# CLUSTERING

We will now discuss Clustering.  Luckily, this the foundation of machine learning and the internet is full of great tools and resources.  Below is listed some tools we like.  

The idea of clustering is how can you convert mathematical features of images/objects (or in general any numerica data) it a form that a computer can use to  classify the object.  

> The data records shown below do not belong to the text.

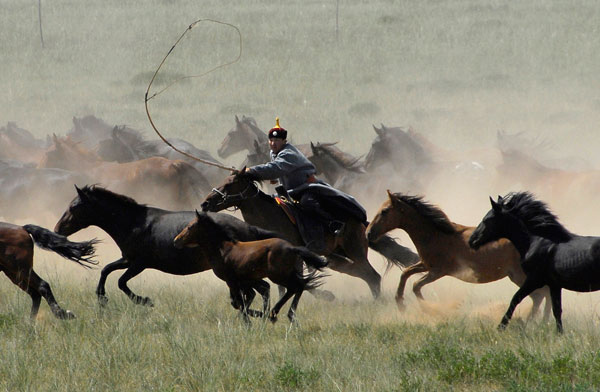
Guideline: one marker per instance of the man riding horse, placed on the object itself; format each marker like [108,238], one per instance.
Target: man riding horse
[321,206]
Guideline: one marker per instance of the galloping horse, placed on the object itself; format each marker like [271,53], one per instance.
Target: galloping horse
[259,209]
[241,137]
[16,261]
[443,248]
[551,255]
[245,264]
[144,235]
[180,184]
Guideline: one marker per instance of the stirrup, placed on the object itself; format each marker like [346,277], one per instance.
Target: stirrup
[337,227]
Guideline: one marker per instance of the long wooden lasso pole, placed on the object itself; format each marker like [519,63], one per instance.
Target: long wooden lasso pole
[147,98]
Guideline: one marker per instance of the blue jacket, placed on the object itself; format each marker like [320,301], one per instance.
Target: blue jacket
[289,165]
[292,169]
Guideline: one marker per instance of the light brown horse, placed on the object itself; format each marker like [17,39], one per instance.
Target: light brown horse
[444,249]
[16,261]
[244,265]
[159,181]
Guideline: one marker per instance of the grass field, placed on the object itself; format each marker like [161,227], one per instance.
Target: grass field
[457,71]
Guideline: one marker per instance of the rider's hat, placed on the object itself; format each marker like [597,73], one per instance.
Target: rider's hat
[277,131]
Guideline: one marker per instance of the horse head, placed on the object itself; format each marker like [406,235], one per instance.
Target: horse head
[236,188]
[242,135]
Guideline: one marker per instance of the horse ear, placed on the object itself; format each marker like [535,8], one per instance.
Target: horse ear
[495,206]
[391,196]
[81,193]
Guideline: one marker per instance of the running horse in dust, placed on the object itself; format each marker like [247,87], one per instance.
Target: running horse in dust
[444,249]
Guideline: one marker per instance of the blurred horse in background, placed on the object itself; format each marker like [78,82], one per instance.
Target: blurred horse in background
[334,164]
[27,192]
[259,209]
[242,137]
[19,144]
[16,261]
[444,250]
[157,180]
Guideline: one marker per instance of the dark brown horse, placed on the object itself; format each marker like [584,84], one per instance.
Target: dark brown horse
[244,265]
[180,184]
[259,209]
[144,235]
[444,249]
[16,261]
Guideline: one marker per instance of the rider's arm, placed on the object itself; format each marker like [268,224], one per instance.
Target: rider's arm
[283,164]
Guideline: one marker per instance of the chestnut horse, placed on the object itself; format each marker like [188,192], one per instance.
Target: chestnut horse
[16,261]
[244,264]
[180,184]
[241,190]
[444,249]
[144,235]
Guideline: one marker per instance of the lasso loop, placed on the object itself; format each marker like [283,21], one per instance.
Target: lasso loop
[146,98]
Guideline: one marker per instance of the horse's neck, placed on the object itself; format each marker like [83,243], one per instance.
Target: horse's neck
[123,229]
[261,211]
[420,230]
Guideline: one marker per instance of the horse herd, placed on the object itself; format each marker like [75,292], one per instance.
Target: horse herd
[519,238]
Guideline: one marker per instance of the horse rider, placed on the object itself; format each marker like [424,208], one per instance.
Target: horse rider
[321,205]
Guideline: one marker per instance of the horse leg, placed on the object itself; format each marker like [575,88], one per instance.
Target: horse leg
[527,288]
[273,314]
[37,288]
[130,273]
[413,269]
[555,294]
[294,305]
[264,289]
[429,277]
[100,290]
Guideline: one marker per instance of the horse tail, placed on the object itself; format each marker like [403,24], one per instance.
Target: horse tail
[192,182]
[311,259]
[79,252]
[395,254]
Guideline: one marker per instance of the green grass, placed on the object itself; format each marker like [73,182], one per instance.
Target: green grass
[193,340]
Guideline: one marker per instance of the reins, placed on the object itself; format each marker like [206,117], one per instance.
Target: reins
[147,98]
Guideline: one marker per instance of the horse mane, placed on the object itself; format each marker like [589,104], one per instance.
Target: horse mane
[215,233]
[344,159]
[429,212]
[536,216]
[98,193]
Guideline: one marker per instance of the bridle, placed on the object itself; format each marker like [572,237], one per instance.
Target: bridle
[243,195]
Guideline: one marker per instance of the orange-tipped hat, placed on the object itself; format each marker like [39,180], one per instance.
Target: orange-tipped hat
[277,131]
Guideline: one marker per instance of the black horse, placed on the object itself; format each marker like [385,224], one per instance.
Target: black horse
[144,235]
[550,254]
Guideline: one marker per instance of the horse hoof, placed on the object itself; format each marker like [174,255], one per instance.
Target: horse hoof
[400,305]
[102,300]
[325,295]
[147,302]
[65,315]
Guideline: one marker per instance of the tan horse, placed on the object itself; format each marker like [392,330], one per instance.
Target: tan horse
[244,265]
[159,181]
[16,261]
[444,249]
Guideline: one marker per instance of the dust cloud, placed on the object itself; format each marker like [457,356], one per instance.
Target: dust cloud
[457,73]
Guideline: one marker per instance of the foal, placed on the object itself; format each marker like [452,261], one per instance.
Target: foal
[244,265]
[16,261]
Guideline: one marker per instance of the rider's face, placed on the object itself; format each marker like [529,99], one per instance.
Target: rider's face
[276,144]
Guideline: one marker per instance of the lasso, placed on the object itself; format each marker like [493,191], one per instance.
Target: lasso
[146,98]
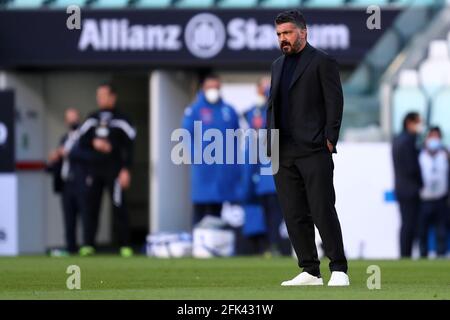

We already started the process by extracting features form the objects in an image (Weeks 1-5).  The feature extractions puts this into a quantifyable number that a computer use to sort objects by these parameters.  By "clustering" these values the computer can say any object that falls within the parameters (features) of a type of object is that type of object. 

Videos:

https://www.youtube.com/watch?v=EItlUEPCIzM

https://www.youtube.com/watch?v=H_L7V_BH9pc

Websites:

https://realpython.com/k-means-clustering-python/

https://scikit-learn.org/stable/modules/clustering.html

https://machinelearningmastery.com/clustering-algorithms-with-python/

https://jakevdp.github.io/PythonDataScienceHandbook/05.11-k-means.html

Google Colab:

https://colab.research.google.com/github/jakevdp/PythonDataScienceHandbook/blob/master/notebooks/05.11-K-Means.ipynb

https://colab.research.google.com/github/SANTOSHMAHER/Machine-Learning-Algorithams/blob/master/K_Means_algorithm_using_Python_from_scratch_.ipynb

Need some practice with NumPy:

https://colab.research.google.com/github/google/eng-edu/blob/main/ml/cc/exercises/numpy_ultraquick_tutorial.ipynb?utm_source=mlcc&utm_campaign=colab-external&utm_medium=referral&utm_content=mlcc-prework&hl=en

Need some practice with Pandas:

https://colab.research.google.com/github/google/eng-edu/blob/main/ml/cc/exercises/pandas_dataframe_ultraquick_tutorial.ipynb?utm_source=mlcc&utm_campaign=colab-external&utm_medium=referral&utm_content=mlcc-prework&hl=en

Here is a complete crash course on machine learning (via Google Developers):

https://developers.google.com/machine-learning/crash-course




Please watch the videos and review the materials above.  In this section, we will focus on one type of clustering strategy (described above) called k-means, but there are many ways to cluster your data.  

Below we will:
1) Walk thru k-means using this site as a template:
(https://jakevdp.github.io/PythonDataScienceHandbook/05.11-k-means.html)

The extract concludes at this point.